Great topic, which at that time I would have tackled mainly by discussing Flann O’Brien / Miles na Gopaleen. Nobody knew him back then, he had disappeared into the cracks of literary history, but then his oeuvre was translated, and today, when you talk about Irish literature, it’s hard to imagine life without him.

In a nutshell: I didn’t do a doctorate. If I lived in Austria, you might call me Mrs. Magister, but that’s all there is. I didn’t “get it done”. I had to work full time and simply couldn’t manage to work for my dissertation in the evening. There are people who can do that. And there are people who can copy other theses terribly well. I didn’t belong to either of those groups. With the latter, I can pat myself on the back morally, but concerning this particular subject there really wasn’t much to copy back then.
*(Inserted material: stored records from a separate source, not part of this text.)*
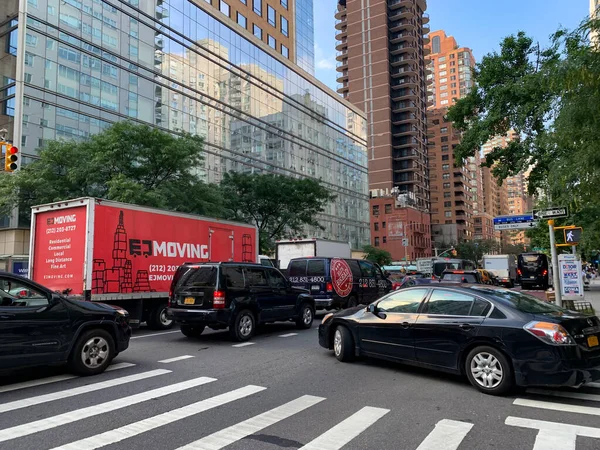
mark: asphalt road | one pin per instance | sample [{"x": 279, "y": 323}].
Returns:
[{"x": 281, "y": 392}]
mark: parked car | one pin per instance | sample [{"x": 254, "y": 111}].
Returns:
[
  {"x": 237, "y": 296},
  {"x": 498, "y": 338},
  {"x": 461, "y": 276},
  {"x": 39, "y": 327},
  {"x": 338, "y": 282}
]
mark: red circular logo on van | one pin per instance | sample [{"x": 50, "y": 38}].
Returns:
[{"x": 341, "y": 277}]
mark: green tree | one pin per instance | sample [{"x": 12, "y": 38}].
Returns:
[
  {"x": 279, "y": 206},
  {"x": 377, "y": 255},
  {"x": 126, "y": 162}
]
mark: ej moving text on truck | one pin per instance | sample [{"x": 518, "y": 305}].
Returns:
[{"x": 125, "y": 254}]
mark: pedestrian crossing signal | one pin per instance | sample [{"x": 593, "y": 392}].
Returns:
[{"x": 11, "y": 157}]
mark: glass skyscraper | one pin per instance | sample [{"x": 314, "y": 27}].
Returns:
[{"x": 70, "y": 68}]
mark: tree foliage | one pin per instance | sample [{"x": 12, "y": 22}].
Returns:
[
  {"x": 127, "y": 162},
  {"x": 279, "y": 206},
  {"x": 551, "y": 98},
  {"x": 377, "y": 255}
]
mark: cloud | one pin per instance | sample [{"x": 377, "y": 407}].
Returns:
[{"x": 323, "y": 61}]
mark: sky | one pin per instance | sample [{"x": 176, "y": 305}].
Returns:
[{"x": 477, "y": 24}]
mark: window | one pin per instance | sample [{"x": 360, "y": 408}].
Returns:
[
  {"x": 276, "y": 280},
  {"x": 406, "y": 302},
  {"x": 234, "y": 277},
  {"x": 368, "y": 269},
  {"x": 271, "y": 15},
  {"x": 316, "y": 268},
  {"x": 256, "y": 277},
  {"x": 241, "y": 20},
  {"x": 297, "y": 268},
  {"x": 257, "y": 31},
  {"x": 257, "y": 6},
  {"x": 449, "y": 303}
]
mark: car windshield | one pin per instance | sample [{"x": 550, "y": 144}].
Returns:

Speculative literature was simply not a subject that the university would teach at the time. Anyone who liked SFF, like me, would do well to enjoy it in secret so as not to get the nimbus of a trash lover.
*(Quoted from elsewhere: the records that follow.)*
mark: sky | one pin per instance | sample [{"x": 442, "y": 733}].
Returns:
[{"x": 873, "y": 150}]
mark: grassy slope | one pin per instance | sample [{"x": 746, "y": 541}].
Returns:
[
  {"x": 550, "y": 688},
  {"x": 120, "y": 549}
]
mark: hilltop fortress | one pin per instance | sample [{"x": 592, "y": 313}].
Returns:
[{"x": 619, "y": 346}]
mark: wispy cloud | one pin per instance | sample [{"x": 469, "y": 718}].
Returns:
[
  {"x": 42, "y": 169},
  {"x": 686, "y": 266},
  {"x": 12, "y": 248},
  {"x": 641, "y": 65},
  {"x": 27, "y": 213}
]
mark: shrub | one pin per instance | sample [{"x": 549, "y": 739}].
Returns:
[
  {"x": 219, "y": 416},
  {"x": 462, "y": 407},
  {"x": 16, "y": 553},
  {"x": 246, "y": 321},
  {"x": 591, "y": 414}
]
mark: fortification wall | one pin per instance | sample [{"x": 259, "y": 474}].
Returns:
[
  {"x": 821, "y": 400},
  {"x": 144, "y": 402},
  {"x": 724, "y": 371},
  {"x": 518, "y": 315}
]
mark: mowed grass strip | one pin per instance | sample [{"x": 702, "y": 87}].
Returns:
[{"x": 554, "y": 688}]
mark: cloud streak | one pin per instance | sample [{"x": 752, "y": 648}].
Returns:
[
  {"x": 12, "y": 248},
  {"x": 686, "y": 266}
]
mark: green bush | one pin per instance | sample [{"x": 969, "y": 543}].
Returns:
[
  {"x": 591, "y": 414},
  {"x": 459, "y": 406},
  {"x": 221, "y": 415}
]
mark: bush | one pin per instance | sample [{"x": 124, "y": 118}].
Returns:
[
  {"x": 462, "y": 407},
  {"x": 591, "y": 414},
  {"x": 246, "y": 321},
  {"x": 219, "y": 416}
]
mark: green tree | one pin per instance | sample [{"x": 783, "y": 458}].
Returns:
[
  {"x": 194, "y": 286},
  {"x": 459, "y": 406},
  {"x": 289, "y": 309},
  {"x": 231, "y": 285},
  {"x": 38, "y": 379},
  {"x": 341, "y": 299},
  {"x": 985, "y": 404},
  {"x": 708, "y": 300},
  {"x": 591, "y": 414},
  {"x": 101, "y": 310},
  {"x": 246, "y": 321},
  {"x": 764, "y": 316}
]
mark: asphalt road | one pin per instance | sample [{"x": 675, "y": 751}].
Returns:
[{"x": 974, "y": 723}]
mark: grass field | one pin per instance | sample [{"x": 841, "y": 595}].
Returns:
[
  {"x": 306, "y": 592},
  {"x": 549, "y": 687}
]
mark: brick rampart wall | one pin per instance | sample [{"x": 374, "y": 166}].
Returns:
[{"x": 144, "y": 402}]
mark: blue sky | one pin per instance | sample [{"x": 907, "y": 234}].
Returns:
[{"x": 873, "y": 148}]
Trash. The word annoys me again and again. Is there literary trash? Sure. There is. But what is rubbish and what is not, can only be defined very imprecisely, may be something different for everyone and certainly is not the apt description of one entire literary genre. A trigger topic for me. I could jump about and stamp my feet – and explain to the people that

a) there are good books and bad books in every literary genre
b) no one suddenly becomes a literary scholar just because he/she calls an entire genre trash
c) the interpretation of literary texts which one has not read at all – indeed never – is no less primitive than the statement “Modern art is only kids’ stuff. Any three-year-old can do it” – again without knowing art.
d) Statements like “books with ghosts, dwarves and devils I simply can’t take seriously at all” include almost all our classics. Faust – hello – what then was at the core of the poodle?

Now I got off topic a little. Back to satire and fantasy.
And back to Dublin. What else am I going to do?

I want to drink coffee at Bewley’s.
I want to do a distillery tour at Jameson’s and drink whiskey.
I want to meet a lot of writers.
I want to hear beautiful Irish music.
I want books … no. I don’t want to buy books. NO books. Do you hear? No more books.
Maybe a hat? – No. No hat either.
Maybe I’ll take a boat trip up the Liffey.

Or I find the street in Dublin that I sometimes have nightmares about without recognizing it. I surely won’t look for it.